- Directed by: Sam Newfield (as Sherman Scott)
- Screenplay by: Al Martin
- Starring: Marjorie Lord Robert Shayne Pierre Watkin
- Cinematography: Jack Greenhalgh
- Edited by: Martin G. Cohn
- Production company: John Sutherland Productions
- Distributed by: Eagle-Lion Films
- Release date: 1 December 1948 (USA);
- Running time: 62 minutes
- Country: United States
- Language: English

= The Strange Mrs. Crane =

1948 film directed by Sam Newfield

The Strange Mrs. Crane is a 1948 American film noir directed by Sam Newfield (credited as Sherman Scott) and written by Al Martin for Eagle-Lion Films and starring Marjorie Lord, Robert Shayne and Pierre Watkin.

== Plot ==
A gubernatorial candidate's wife's ex-partner's fiancée is wrongly tried for murder.

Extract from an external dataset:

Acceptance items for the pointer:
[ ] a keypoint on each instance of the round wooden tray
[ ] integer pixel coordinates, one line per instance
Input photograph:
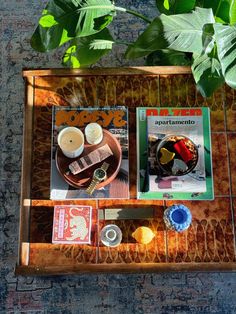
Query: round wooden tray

It turns out that the real culprit is the lady jury foreman who makes a fatal error.

== Cast ==
- Gina Crane (Marjorie Lord)
- Floyd Durant (Robert Shayne)
- Clinton Crane (Pierre Watkin)
- Mark Emery (James Seay)
- Barbara Arnold (Ruth Brady, 1920–1997)
- Edna Emmerson (Claire Whitney)
- Jeanette Woods (Dorothy Granger)

== Production ==
Filming on The Strange Mrs. Crane began on June 11, 1948, at the Morey-Sutherland Studios. The script was adapted from 'Beyond a Reasonable Doubt', an episode of The Whistler, a radio program, and the episode aired on July 16, 1947.